Using money flows was a critical factor. Most sentiment indicators have relied upon either surveys—asking people how they felt—or what researchers call proxies. A proxy is something that seems to move in step with the phenomenon a researcher wants to measure. Hemlines are a proxy.
In this new index, Marcus says, “We’re looking at a direct measure: What people do with their money. . . . They can say whatever they want about their optimism. But whether they buy or sell stocks shows what they really believe. It’s actions speaking louder
than words.”
Once the professors established their method of tracking the market’s mood, they mapped their index’s ups and downs against stock market returns for the period from 1967, when the Fed first tracked the flow of funds being studied, to 2008. What they found surprised them: Their measure had predictive power. Run-ups foretold drops in stock prices and vice versa.

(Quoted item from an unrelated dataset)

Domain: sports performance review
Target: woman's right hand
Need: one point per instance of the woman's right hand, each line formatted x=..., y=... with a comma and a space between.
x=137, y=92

When the index was above its 75th percentile value, for instance, signaling high investor hopes and inflated share prices, the subsequent three-month stock-market return averaged only 4.5 percent annualized. But when it sank below its 25th percentile, indicating pessimism and depressed prices, the next quarter’s stock market return averaged 26 percent annualized.
Some folks will undoubtedly wonder if they can use the new index to decide when to move into and out of stocks. Marcus warns against that. “We update it only quarterly, and it moves very slowly,” he explains. “It’s one piece of a big mosaic. It’s a way of thinking about what current market conditions are, broadly speaking.”
Tim Gray is a writer based in the Boston area.